The following comes to us courtesy of Annaly Capital Management. If you haven’t read Mike Farrell’s recent comments I highly recommend taking a look. Farrell is an expert in the mortgage markets and really has his pulse on the health of the U.S. economy and real estate markets. His outlook is less than optimistic. The interview is a must see:
Mike Farrell will be appearing as a guest on Consuelo Mack’s “WealthTrack” this weekend. On the show, Mike discusses a number of macro themes, and several of the graphs maintained by our research group will be highlighted. Since graphs are rarely on screen long enough for thoughtful contemplation, we reproduce them here along with some context.
The first two graphs illustrate how different actors in our economy are behaving through the current environment. Households, businesses and financial institutions alike have begun the process of increasing their savings, refinancing their debt and de-levering their balance sheets. It’s a painful but necessary process. The progress made by the private sector, however, has been more than offset by the borrowing and spending of federal, state and local governments. The headline savings rate that we usually think about is the household one, but the same calculation can be applied to the government. On a national level, think of households, businesses, financial institutions and governmental entities all contributing their savings to one big piggy bank. The first graph below shows what each is contributing to our national piggy bank in the form of net savings. Gross savings is simply income less expenditures, and net savings is calculated by subtracting the consumption of fixed capital from gross savings. As the graph shows, net savings of the private sector has been generally rising and net federal government savings lately has been plummeting.
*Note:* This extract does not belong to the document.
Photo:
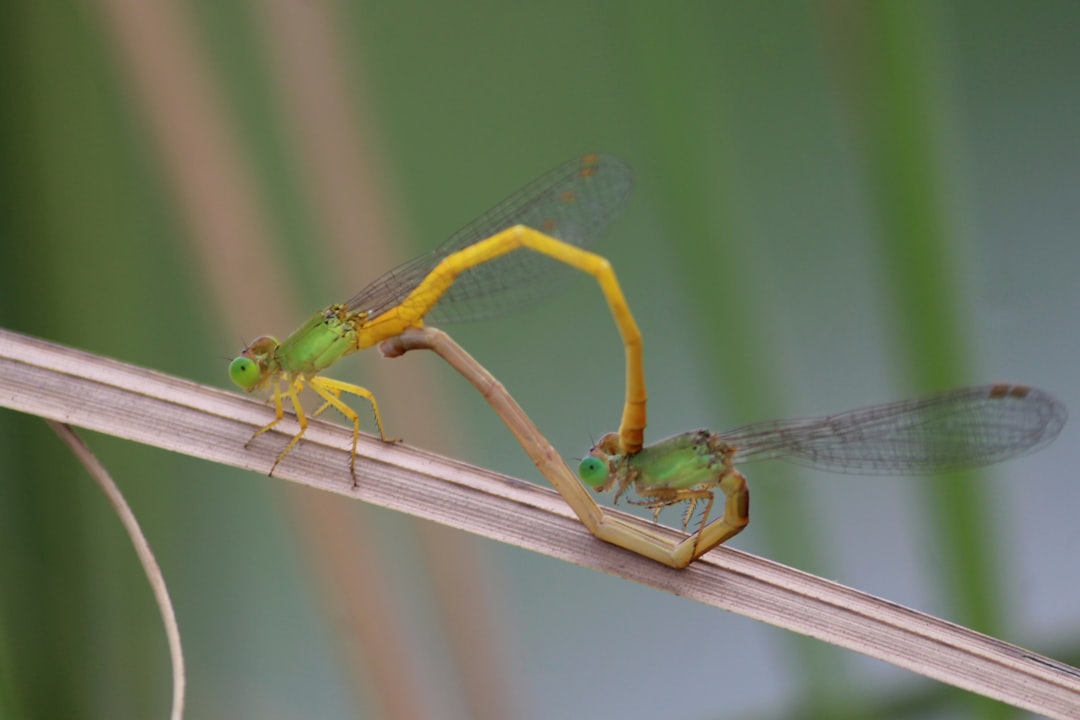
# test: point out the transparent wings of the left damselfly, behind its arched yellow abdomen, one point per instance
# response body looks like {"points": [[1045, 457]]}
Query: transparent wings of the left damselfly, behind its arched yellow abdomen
{"points": [[576, 202]]}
The graph below sums up the total of private and government net savings and presents it as a percentage of gross national income. It’s clear that government spending is draining the national piggy bank.
The third of our graphs that appears on this weekend’s WealthTrack is the one below, which demonstrates how the mortgage market-and thus the housing market-is on government life support. There has been a collapse of non-conforming loan originations or bank-retained originations, and virtually no mortgage-backed securities have been issued in the last two years without the benefit of a government wrap of one kind or another.